This is Norman MacCaig's first full-length collection since Collected Poems, which won the Gold Medal in 1985. His familiar themes combine to create a world in which people, landscapes and the passage of time are evoked with powerful emotional candour.
MacCaig was born in Edinburgh and divided his time, for the rest of his life, between his native city and Assynt in the Scottish Highlands. He registered as a conscientious objector during World War II. In 1967 he was appointed Fellow in Creative Writing at Edinburgh. He became a reader in poetry in 1970, at the University of Stirling.
I was impressed with this. I liked it more than Voice-over. This volume was released 18 years later than that one so he's a bit older and wiser I suppose. He definitely feels older. There's a definite spectre of death and decrepitude hanging over a lot of this poetry.

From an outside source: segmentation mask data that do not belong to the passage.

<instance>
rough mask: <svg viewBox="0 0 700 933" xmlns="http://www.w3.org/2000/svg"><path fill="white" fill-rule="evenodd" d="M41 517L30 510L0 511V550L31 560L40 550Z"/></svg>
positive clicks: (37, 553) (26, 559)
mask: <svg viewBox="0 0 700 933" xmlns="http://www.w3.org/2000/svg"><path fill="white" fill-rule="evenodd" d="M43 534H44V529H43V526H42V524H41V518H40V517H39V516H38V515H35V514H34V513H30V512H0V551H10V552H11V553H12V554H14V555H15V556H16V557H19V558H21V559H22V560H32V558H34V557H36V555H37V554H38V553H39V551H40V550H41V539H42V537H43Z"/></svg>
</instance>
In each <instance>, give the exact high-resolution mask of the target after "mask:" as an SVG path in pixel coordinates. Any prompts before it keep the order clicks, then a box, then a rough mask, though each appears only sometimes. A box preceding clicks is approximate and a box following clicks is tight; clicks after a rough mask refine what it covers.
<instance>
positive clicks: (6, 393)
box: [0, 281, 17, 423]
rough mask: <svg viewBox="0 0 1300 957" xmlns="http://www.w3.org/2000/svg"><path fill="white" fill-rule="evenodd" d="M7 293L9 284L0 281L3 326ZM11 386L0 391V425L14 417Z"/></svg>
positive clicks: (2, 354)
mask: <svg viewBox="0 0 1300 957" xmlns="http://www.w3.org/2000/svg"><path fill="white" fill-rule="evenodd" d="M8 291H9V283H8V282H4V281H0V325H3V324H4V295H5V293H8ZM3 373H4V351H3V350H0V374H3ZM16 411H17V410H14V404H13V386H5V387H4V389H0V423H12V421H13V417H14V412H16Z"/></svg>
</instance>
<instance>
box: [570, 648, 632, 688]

Norman Maccaig's poems have this really weird quality. Reading one of them makes you feel like you're rushing across some landscape. You can see all sorts of places and features simultaneously. But the poem you're reading might not even mention any of the things that you're seeing. It's like the words themselves somehow have a strange, innate power to carry the smell and the rain of a distant place. It's like he's spent his career just saying stuff; here's a poem about this and about that but really he didn't want to write poems about stuff. He wanted to write poems that contained stuff, just like a bottle or a jar can contain something. A bottle or a jar tells you nothing about what's inside it, but open it up and there it is. The poem IS something other than what it SAYS. Fixate on what it SAYS and you might miss what it IS.
He still does that stupid crap with the sudden twist. God. I'm gonna write out this whole poem because it's so shit. You ought to see how shit it is.
"He sips from his glass, thinking complacently, of the events of the day; a flattering reference to him in the morning papers, lunch with his cronies, a profitable deal signed on the dotted line, a donation sent to his favourite charity.
And he smiles, thinking of the taxi coming with his true love in it.
Everything's fine.
And Nemesis slips two bullets into her gun in case she misses with the first one."
Oh god. What trash. What was he thinking? I wouldn't mind it but he had one or two poems like this in most of his books. The guy is obsessed with sudden, unexpected doom. Maybe he just needed to find a more nuanced way of squeezing those ideas into his poetry.
If I'm honest he tends to be a bit of a clunky, heavy-handed poet. I think he's a mixed bag. He falls into cliched, doomy visions too easily. And yet I can't help but be mesmerised by his mist-like lightness of touch. His vision and concentration seem pretty impressive in this volume. And yet the poems feel like they are flying all over the place. He seems to have learned late on in his career how to put himself down in the centre of an idea, and whatever comes running to him is true, is part of the poem, deserves to be part of the poem. It seems as if he has picked up the knack of knowing what feels like it belongs rather than simply looking for what ought to belong.
So I don't know if he's a great poet although he seems to have picked up some fascinating element in his later work. I think ultimately he's a charming guy, but it's not an exhuberant charm. He's kind of like the quiet guy that you like to hang out with because he never annoys you or bores you or expects anything of you. There's some kind of sad, static beauty within this man.
An autumnal (but no less spritely for it) collection by the great Scottish poet. MacCaig makes virtues of succinctness and observation, his work rich in wit, experience and humanity. But he can also pull a brutally revanchist poem like ‘In a snug room’ out of the bag, its brief handful of lines impacting like a sucker punch.
His last collection and it does have a sense of finality. He wrote with increasing economy and the characteristic dry wit is still there. I do think MacCaig was truly one of the greats and this collection is a just conclusion.
My stupid brain is not meant for poetry it seems, as this overall did not stir much emotion. Perhaps there is another collection from MacCaig, somewhere out there, that will do the trick.